Título: Projeto anticorrupção pode coibir caixa 2
Autor: Lyra , Paulo de Tarso
Fonte: Valor Econômico, 09/02/2010, Política, p. A5

O projeto de lei que o governo encaminhou ontem ao Congresso Nacional instituindo penalidades para empresas que corrompem entes públicos poderá ter, além de impactos econômicos, desdobramentos políticos. Fruto de uma parceria entre a Controladoria-Geral da União (CGU) e o Ministério da Justiça, o projeto prevê a aplicação de multa equivalente a algo entre 1% e 30% do faturamento bruto das empresas, a proibição de participação em licitações públicas e o veto à obtenção de financiamentos estatais.

Para um dos autores do projeto, a medida, se aprovada, poderá coibir o financiamento ilegal de campanhas eleitorais, prática conhecida como caixa 2. "Não tenho a menor dúvida quanto a isso. Em todos os contratos investigados pela CGU, sempre buscamos as "gorduras" que possam gerar recursos para abastecer financiamentos políticos posteriores", disse ao Valor o chefe da CGU, ministro Jorge Hage.

Para Fernando Neves, ex-ministro do Tribunal Superior Eleitoral (TSE), o projeto, se conseguir estabelecer uma ligação direta entre a corrupção empresarial e o financiamento ilegal de campanhas, poderá facilitar uma punição mais severa dos corruptores. "A ideia é boa. É preciso ver também como será a tramitação dessa proposta no Congresso e como sairá o produto final", ressalvou Neves.

Já o cientista político Cláudio Gonçalves Couto, professor da FGV-SP, teme que a iniciativa gere questionamentos constitucionais. "O modelo atual não é bom, porque o funcionário pode transformar-se em um fusível centralizador da culpa. Mas há juristas que poderão considerar injusta a generalização de uma culpa que em certos casos pode ser individual", explicou.
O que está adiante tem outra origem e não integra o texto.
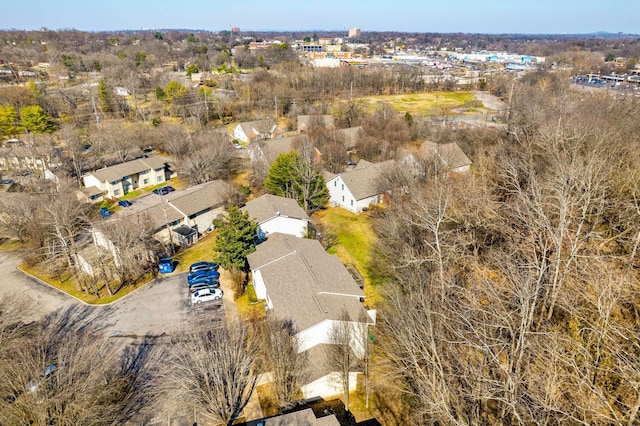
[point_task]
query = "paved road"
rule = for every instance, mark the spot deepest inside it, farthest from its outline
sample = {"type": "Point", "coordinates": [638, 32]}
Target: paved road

Jorge Hage acredita que o projeto surge em consonância com o novo momento vivido pelo país, tanto no plano nacional quanto na área internacional. No campo interno, é mais uma iniciativa de combate à corrupção que se soma aos projetos encaminhados no fim de 2009 ao Poder Legislativo, aumentando a pena dos corruptos e diminuindo brechas legais para que os processos sejam respondidos em liberdade.
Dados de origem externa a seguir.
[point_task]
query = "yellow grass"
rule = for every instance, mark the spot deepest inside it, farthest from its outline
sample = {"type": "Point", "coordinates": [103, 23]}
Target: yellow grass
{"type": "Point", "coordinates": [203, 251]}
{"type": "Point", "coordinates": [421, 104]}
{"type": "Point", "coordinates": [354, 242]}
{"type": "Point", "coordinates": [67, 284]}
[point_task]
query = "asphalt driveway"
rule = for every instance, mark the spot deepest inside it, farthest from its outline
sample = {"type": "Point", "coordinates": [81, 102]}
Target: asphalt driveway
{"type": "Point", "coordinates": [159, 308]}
No plano internacional, a ideia é colaborar com os anseios do país em transformar-se em um ator global, com maior participação nas decisões mundiais. Em março, a CGU conclui um relatório sobre o Brasil para a Organização para a Cooperação e Desenvolvimento Econômico (OCDE). O projeto supre uma das últimas demandas apresentadas pelo organismo internacional - o Brasil é signatário do acordo da OCDE de combate à corrupção. "Tanto que o presidente Lula concordou em assiná-lo agora para podermos incluir a iniciativa em nosso relatório", disse Hage.

Hage não acredita que o projeto de lei vá enfrentar resistência do meio empresarial ao propor a punição também das empresas - e não apenas de seus funcionários - envolvidos em atos de corrupção. "Os empresários sempre reclamam dos custos da corrupção e defendem a livre disputa. Se quisermos nos tornar um país capitalista de verdade, temos que defender a competitividade justa", disse Hage.

O ministro citou reportagem veiculada recentemente pelo Valor mostrando que o Departamento de Justiça dos Estados Unidos está prestando mais atenção nas empresas brasileiras, à medida que elas aumentam sua participação no mercado internacional. "Os Estados Unidos e outros países europeus já contam com uma legislação semelhante punindo empresas que praticam atos de corrupção", informou Hage.

O projeto de lei, que será publicado hoje no Diário Oficial União, prevê, além de multa, a proibição de participação em licitações e de recebimento de financiamentos de bancos públicos, a inscrição do nome da empresa no Cadastro de Inadimplentes da Receita Federal (Cadin), caso ela seja condenada e não repare os danos feitos aos cofres públicos; e a instauração e julgamento do processo administrativo pela autoridade máxima de cada órgão ou entidade. No caso do Poder Executivo Federal, esta competência caberá à CGU.